Running latest kernels on ARM Scaleway servers

Adventures in kexec land

December 21, 2018

Scaleway, a french cloud provider, has been renting baremetal ARM servers for a few years now, and virtual ARM64 servers more recently. They ship with a scaleway-provided kernel and initird, which isn't updated as often as I'd like. The latest ARMv7 (32 bits) kernel, is 4.9.93, while the latest 4.9 LTS at the time of this writing is 4.9.146. 53 versions behind is a lot, so I've been looking at how to work around this.

A bad surprise

At the latest Golang Paris meetup, I did a livecoding introduction to autocert. Unfortunately,the demo at the end failed, despite the code being correct (it was still my fault, though.). After digging through, it all pointed out to something wrong on the server.

This server, was a C1 ARM server from Scaleway, was one of the first ever (baremetal) ARM servers available at cloud provider. Based on custom hardware with a Marvell ARMv7 SoC, it was also very cheap at launch, and still one of the cheapest baremetal server to rent out there. Since then, Packet has launched ARM64 servers based on the Cavium ThunderX (much more expensive, with 96 cores and 2 SoCs on board), and Scaleway followed suite with virtual servers based on the same platform (with 4 to 64 cores), and much more affordable.

The C1 server was updated regularly, in addition to unattended-upgrades being enabled. But what seemed odd was the old kernel version (4.5.7). Since I had provisioned it (more or less), it had been running the same kernel version, despite having been rebooted a few times. Which isn't really a good idea, at least for security reasons.

And it turned out, for at least one other reason as well: golang binaries starting with Go 1.9, failed to initialize the crypto-rng using the getrandom syscall, blocking forever. Updating to a more recent kernel (4.9.93) fixed the issue. But the update process required using the Scaleway web interface or the API, the cli tool does not (AFAIK) support this operation. Sidenote: I know that in a cloud world I should just spin up a new server and redeploy to it. I'll get there once I'm comfortable enough that it can work with my apps :-)

While this fixed this particular issue, it got me thinking about the general process for managing these servers. Should I setup a script or an ansible role to update the bootscript regularly ? Isn't there a better way, in order to use the distro kernels ? That led me to contemplate using kexec.

ARMv7 kexec attempts

Fortunately, I was not the first to have this idea, since Scaleway's initramfs scripts directly support using kexec to a new kernel ! You can find a tutorial here, but unfortunately, it only covers x86 servers.

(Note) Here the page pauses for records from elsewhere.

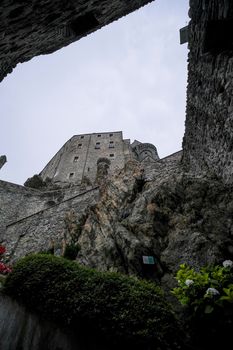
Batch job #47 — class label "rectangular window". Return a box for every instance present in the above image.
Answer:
[95,142,100,149]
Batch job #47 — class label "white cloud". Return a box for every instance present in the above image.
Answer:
[0,0,188,183]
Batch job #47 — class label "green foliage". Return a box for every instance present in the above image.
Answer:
[172,264,233,315]
[63,243,81,260]
[5,254,182,350]
[172,260,233,349]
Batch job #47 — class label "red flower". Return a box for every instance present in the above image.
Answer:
[0,245,6,255]
[0,262,12,275]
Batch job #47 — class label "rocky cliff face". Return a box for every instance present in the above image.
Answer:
[2,153,233,287]
[183,0,233,183]
[75,162,233,285]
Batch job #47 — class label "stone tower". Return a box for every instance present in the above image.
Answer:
[40,131,159,186]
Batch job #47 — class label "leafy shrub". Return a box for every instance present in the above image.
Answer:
[63,243,80,260]
[172,260,233,349]
[0,245,12,275]
[173,261,233,314]
[5,254,182,350]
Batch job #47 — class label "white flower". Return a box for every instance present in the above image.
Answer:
[205,288,220,296]
[222,260,233,267]
[184,280,194,287]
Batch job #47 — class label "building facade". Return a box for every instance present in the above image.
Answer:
[40,131,159,185]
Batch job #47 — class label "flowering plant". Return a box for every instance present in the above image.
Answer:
[0,245,6,255]
[0,245,12,275]
[172,260,233,314]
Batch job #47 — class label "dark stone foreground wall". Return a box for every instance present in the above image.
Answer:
[183,0,233,183]
[0,0,153,81]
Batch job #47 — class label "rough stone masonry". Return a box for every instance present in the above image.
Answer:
[183,0,233,183]
[0,0,233,183]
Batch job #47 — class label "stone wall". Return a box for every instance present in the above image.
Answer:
[143,151,183,186]
[183,0,233,183]
[0,181,47,237]
[40,131,131,185]
[0,0,153,81]
[2,187,98,262]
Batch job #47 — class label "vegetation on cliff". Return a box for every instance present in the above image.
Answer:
[5,254,180,350]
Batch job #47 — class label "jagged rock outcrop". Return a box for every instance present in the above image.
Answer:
[2,153,233,287]
[75,162,233,288]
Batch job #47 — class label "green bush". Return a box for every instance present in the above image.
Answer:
[63,243,81,260]
[172,260,233,349]
[5,254,180,350]
[172,261,233,314]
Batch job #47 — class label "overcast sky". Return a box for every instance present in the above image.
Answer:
[0,0,189,184]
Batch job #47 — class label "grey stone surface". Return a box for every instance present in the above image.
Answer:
[1,188,99,263]
[0,293,90,350]
[40,131,159,186]
[0,0,153,81]
[183,0,233,183]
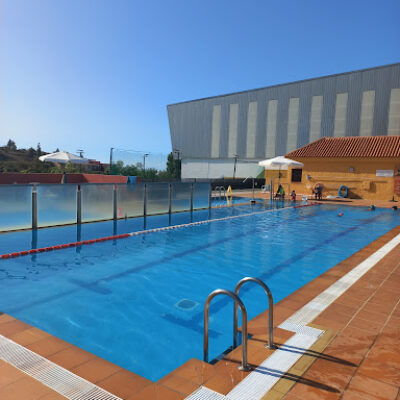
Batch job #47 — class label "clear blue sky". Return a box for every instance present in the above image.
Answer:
[0,0,400,161]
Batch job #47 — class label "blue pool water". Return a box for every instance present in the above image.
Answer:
[0,203,400,380]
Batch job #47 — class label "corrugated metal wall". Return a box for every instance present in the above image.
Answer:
[167,63,400,160]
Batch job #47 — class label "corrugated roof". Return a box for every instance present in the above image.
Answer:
[286,136,400,158]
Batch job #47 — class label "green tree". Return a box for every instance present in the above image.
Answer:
[28,147,36,158]
[6,139,17,151]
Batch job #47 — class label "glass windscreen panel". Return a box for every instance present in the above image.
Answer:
[117,183,144,218]
[37,184,77,227]
[193,182,210,210]
[81,184,114,222]
[0,185,32,232]
[146,182,169,215]
[171,182,192,212]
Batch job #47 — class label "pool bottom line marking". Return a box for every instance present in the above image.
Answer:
[185,230,400,400]
[0,335,122,400]
[0,203,321,259]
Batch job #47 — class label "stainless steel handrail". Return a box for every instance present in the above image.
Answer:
[203,289,251,371]
[233,276,276,349]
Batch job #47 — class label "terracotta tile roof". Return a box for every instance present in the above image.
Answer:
[286,136,400,158]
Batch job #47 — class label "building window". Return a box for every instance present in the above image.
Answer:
[228,103,239,157]
[388,88,400,135]
[211,104,221,158]
[360,90,375,136]
[286,97,299,153]
[333,93,348,137]
[265,100,278,157]
[292,168,303,182]
[310,96,323,142]
[246,101,257,158]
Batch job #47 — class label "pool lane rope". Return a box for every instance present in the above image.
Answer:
[0,202,321,259]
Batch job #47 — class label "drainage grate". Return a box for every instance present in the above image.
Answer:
[0,335,121,400]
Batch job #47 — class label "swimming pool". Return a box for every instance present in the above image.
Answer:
[0,204,400,380]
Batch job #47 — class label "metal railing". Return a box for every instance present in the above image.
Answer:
[233,276,276,349]
[0,182,211,232]
[203,289,251,371]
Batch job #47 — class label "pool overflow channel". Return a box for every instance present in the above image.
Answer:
[203,277,277,371]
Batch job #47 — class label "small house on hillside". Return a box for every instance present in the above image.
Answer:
[265,136,400,200]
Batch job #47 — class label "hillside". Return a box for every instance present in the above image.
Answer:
[0,140,55,172]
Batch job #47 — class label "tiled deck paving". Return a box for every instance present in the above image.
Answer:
[0,212,400,400]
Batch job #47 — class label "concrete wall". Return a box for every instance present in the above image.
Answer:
[264,158,400,200]
[181,159,263,179]
[167,63,400,165]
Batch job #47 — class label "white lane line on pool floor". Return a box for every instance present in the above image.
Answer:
[186,234,400,400]
[0,335,121,400]
[128,203,300,236]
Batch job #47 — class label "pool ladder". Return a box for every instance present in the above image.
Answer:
[215,186,226,200]
[203,277,276,371]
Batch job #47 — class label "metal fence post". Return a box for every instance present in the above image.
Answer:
[143,183,147,217]
[113,185,118,220]
[168,183,172,214]
[32,185,38,229]
[190,183,194,212]
[76,185,82,224]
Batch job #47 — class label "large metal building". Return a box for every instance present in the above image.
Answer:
[167,63,400,178]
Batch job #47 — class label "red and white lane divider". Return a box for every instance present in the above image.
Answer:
[0,203,320,259]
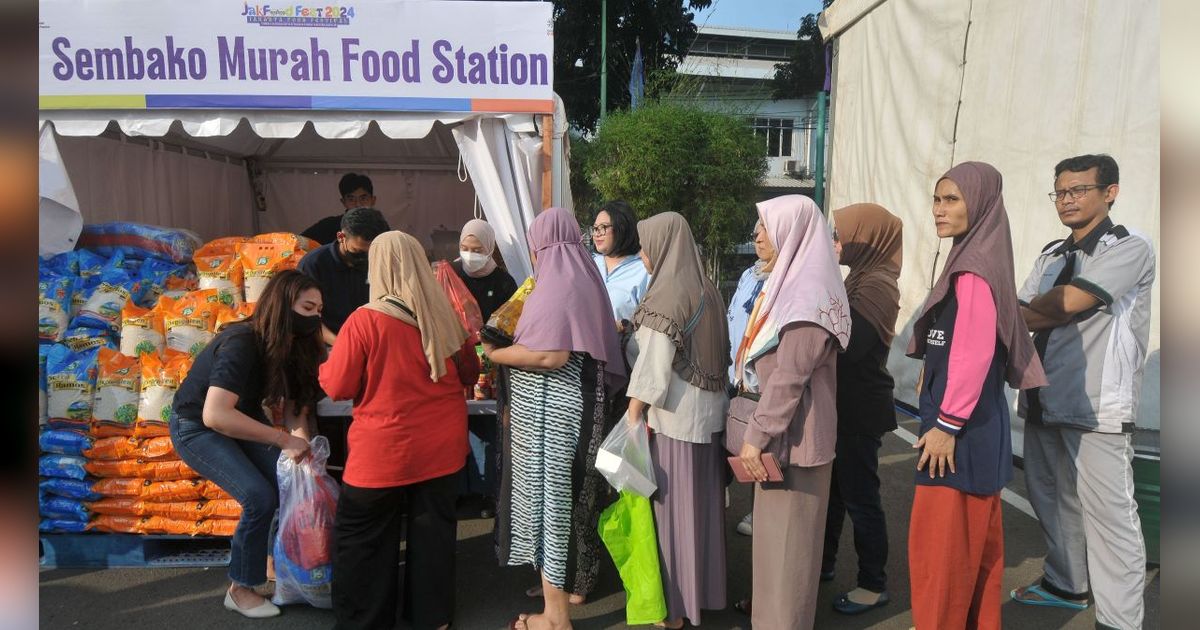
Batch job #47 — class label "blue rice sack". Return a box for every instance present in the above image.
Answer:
[37,455,88,481]
[37,496,91,523]
[37,428,91,457]
[37,271,79,343]
[37,476,104,500]
[46,343,100,432]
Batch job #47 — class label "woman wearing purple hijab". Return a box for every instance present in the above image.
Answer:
[484,208,625,630]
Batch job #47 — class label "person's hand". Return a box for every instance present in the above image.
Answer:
[912,426,956,479]
[738,444,767,481]
[280,433,308,462]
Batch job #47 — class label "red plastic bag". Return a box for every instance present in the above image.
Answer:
[433,260,484,346]
[271,436,337,608]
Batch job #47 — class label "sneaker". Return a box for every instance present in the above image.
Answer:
[738,512,754,536]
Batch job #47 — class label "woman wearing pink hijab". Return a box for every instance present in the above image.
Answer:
[734,194,850,630]
[484,208,625,630]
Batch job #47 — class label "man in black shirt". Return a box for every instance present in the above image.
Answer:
[300,173,376,246]
[299,208,390,346]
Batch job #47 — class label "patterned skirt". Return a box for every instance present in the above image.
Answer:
[496,353,616,595]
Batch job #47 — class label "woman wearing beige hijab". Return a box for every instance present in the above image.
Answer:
[320,232,479,629]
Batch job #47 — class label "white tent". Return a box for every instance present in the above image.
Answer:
[820,0,1162,450]
[40,97,571,281]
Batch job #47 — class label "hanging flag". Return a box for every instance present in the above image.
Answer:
[629,37,646,109]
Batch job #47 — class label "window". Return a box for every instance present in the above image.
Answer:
[754,118,796,157]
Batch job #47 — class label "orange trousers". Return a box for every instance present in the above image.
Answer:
[908,485,1004,630]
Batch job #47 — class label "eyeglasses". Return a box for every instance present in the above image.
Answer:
[1046,184,1109,202]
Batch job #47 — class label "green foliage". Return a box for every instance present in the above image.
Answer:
[576,103,767,259]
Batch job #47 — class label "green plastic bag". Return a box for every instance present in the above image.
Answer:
[600,492,667,625]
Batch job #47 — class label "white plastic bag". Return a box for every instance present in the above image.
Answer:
[271,436,337,608]
[596,414,659,498]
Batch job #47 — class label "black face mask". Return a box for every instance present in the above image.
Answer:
[292,311,320,337]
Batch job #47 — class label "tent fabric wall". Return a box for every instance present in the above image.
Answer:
[58,132,254,239]
[821,0,1160,430]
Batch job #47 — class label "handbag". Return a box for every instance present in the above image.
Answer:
[725,391,791,468]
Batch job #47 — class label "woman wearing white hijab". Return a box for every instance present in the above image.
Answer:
[451,218,517,323]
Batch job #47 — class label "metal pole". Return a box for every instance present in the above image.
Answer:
[812,90,829,208]
[600,0,608,120]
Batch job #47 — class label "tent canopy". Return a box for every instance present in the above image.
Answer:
[40,97,571,280]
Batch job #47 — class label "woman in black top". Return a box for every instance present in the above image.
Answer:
[170,271,325,618]
[451,218,517,324]
[821,204,904,614]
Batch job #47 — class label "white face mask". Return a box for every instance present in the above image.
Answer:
[458,252,492,274]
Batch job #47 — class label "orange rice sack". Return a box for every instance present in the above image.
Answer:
[158,289,221,356]
[200,481,233,500]
[83,437,139,460]
[192,518,238,538]
[138,479,211,502]
[121,301,167,356]
[91,478,146,498]
[91,348,142,431]
[239,242,298,304]
[91,514,142,534]
[192,236,250,258]
[196,252,244,306]
[88,497,144,516]
[217,302,254,332]
[138,516,196,534]
[133,349,191,438]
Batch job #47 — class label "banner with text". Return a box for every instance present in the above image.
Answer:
[38,0,554,113]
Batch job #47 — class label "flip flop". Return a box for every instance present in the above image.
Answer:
[833,592,892,614]
[1008,582,1087,611]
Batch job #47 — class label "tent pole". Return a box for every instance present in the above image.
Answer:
[541,114,554,210]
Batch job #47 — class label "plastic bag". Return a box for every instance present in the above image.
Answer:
[37,455,88,480]
[37,478,101,500]
[79,222,203,263]
[480,276,534,346]
[91,348,142,434]
[37,430,91,455]
[596,414,659,497]
[37,494,91,522]
[433,260,484,346]
[37,272,79,343]
[121,304,167,356]
[46,344,97,432]
[599,492,667,625]
[271,436,337,608]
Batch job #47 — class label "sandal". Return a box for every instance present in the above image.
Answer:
[1009,580,1087,611]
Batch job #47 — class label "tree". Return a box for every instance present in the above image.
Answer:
[772,0,833,98]
[582,102,767,278]
[553,0,713,131]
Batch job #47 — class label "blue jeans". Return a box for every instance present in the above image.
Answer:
[170,415,280,588]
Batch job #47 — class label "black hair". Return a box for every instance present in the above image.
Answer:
[337,173,374,197]
[592,199,642,258]
[342,208,391,241]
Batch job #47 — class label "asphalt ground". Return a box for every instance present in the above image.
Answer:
[38,415,1159,630]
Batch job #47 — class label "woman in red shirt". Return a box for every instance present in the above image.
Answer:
[320,232,479,629]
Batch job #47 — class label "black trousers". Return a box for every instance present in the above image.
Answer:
[820,433,888,593]
[332,473,458,630]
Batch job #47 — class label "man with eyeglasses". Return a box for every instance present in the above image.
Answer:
[300,173,376,245]
[1012,155,1156,629]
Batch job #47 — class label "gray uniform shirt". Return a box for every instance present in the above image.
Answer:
[1016,218,1154,433]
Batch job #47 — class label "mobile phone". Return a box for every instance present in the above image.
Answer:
[728,452,784,484]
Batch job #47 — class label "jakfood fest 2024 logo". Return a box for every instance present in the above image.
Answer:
[241,2,354,29]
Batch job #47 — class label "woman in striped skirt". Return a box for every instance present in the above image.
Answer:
[484,208,625,630]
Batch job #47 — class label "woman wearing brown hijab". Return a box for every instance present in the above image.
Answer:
[908,162,1046,630]
[626,212,730,628]
[821,204,904,614]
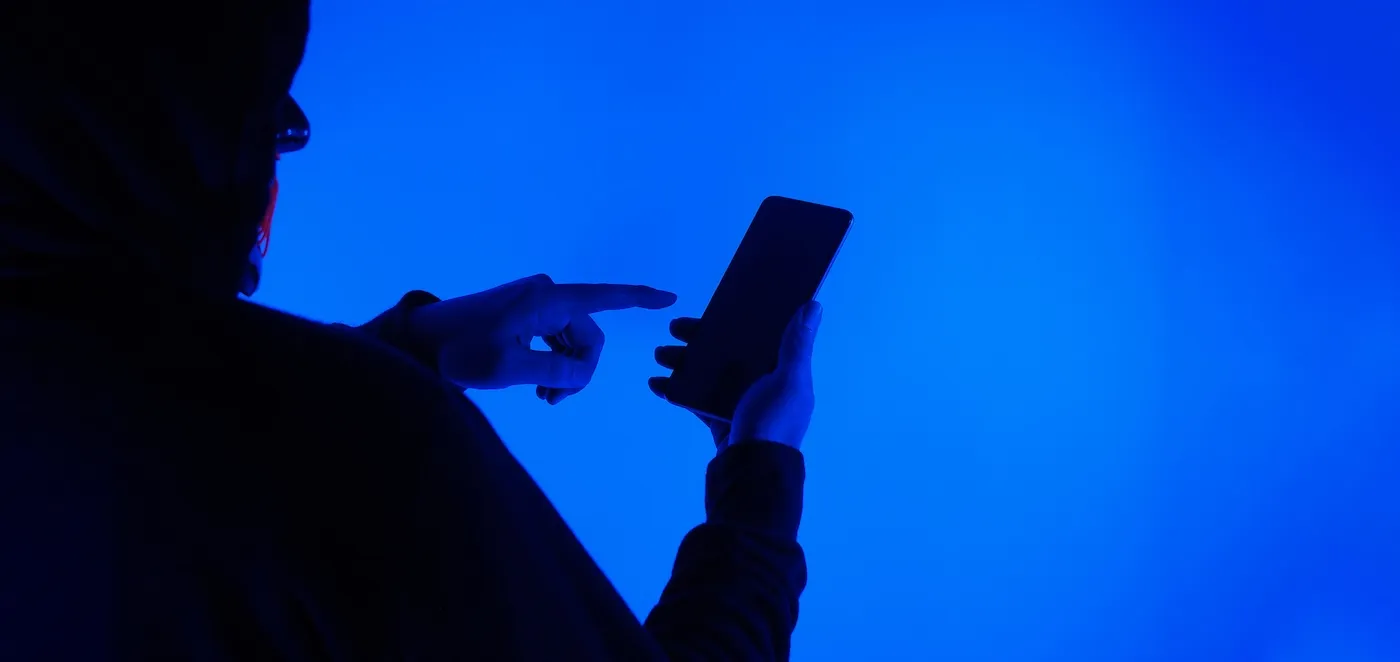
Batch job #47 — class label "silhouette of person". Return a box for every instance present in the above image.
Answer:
[0,0,820,661]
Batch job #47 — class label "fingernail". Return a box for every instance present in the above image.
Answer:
[802,301,822,330]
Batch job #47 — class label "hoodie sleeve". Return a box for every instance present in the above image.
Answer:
[335,290,442,372]
[645,441,806,662]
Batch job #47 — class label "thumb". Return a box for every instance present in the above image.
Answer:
[491,347,594,389]
[778,301,822,371]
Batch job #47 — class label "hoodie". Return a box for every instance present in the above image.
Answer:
[0,0,806,661]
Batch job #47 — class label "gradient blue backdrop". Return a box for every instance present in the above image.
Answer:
[258,0,1400,662]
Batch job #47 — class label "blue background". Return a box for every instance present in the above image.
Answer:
[258,0,1400,662]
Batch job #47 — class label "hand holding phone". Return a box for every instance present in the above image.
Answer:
[651,196,851,446]
[648,301,822,451]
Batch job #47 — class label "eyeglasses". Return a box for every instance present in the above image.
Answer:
[277,97,311,154]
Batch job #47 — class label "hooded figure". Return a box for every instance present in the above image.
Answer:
[0,0,805,661]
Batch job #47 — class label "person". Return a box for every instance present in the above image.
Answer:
[0,0,820,661]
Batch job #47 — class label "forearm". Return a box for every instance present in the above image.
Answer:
[645,442,806,661]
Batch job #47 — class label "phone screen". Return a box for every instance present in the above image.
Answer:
[666,196,853,421]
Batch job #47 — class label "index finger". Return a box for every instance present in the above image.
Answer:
[550,283,676,315]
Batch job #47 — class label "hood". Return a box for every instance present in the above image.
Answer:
[0,0,309,297]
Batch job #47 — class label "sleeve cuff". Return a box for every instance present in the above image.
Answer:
[704,441,806,540]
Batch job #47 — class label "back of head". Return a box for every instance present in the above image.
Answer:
[0,0,309,297]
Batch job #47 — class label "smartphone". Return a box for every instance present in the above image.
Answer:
[666,196,853,421]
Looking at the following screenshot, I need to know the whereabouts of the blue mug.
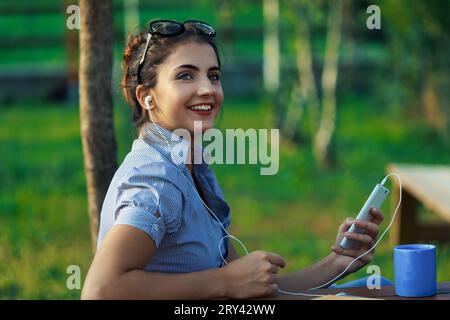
[394,244,437,297]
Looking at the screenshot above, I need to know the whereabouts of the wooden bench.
[386,164,450,246]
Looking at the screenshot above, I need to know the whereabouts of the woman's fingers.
[344,232,375,248]
[338,218,354,233]
[369,208,384,225]
[355,220,379,239]
[331,246,374,263]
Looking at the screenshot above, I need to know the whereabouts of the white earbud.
[145,96,152,110]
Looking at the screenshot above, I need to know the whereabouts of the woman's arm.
[81,225,284,299]
[278,208,384,292]
[81,225,226,299]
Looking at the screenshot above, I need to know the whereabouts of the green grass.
[0,94,450,299]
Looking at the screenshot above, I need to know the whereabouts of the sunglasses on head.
[137,20,216,84]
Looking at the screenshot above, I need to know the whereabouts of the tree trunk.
[79,0,117,252]
[263,0,280,94]
[313,0,343,168]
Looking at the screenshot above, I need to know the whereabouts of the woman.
[81,20,383,299]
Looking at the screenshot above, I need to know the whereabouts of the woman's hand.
[222,251,286,299]
[331,208,384,273]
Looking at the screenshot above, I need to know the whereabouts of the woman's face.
[146,42,223,132]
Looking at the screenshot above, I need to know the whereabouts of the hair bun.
[123,32,145,65]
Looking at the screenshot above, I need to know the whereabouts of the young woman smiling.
[81,20,383,299]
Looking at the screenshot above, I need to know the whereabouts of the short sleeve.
[115,168,183,247]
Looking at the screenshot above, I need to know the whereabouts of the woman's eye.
[209,73,220,81]
[177,73,192,80]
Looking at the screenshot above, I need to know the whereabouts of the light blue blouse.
[97,123,230,273]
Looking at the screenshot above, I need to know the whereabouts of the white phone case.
[340,184,389,249]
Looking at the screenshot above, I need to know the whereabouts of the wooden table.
[386,164,450,246]
[267,282,450,300]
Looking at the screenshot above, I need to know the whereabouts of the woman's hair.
[121,25,220,127]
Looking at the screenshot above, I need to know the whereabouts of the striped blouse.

I quickly learned that the serial console on the web interface is inferior to the one provided by the cli tool: ./scw attach <server-name>. All the boot logs from this post are captured with it.

My first attempts were therefore to use the KEXEC_KERNEL=/vmlinuz and KEXEC_INIRTD=/initrd.img server tags, but it failed to work. Here is the boot log output with INITRD_VERBOSE=1

** Message: /dev/nbd6 is not used[   30.528536] kexec_core: Starting new kernel

** Message: cm[   30.583224] Disabling non-boot CPUs ...
d check mode
** Message: /dev/n[   30.672735] CPU1: shutdown
bd7 is not used
** Message: cmd check mode
** Message: /dev/nbd8 is not used
[   30.791469] CPU2: shutdown
** Message: cmd check mode
** Message: /dev/nbd9 is not used
*[   30.891720] CPU3: shutdown
* Message: cmd check mode
** Message: /dev/nbd1[   30.960773] Bye!
0 is not used

The output is a bit mangled, and I lack visibility into how it's being done. So I wanted to add more kernel debug options: I tried the using KEXEC_APPEND="debug initcall_debug". But then I discovered that the server tags did not support having spaces inside, since the tokenisation was space-based.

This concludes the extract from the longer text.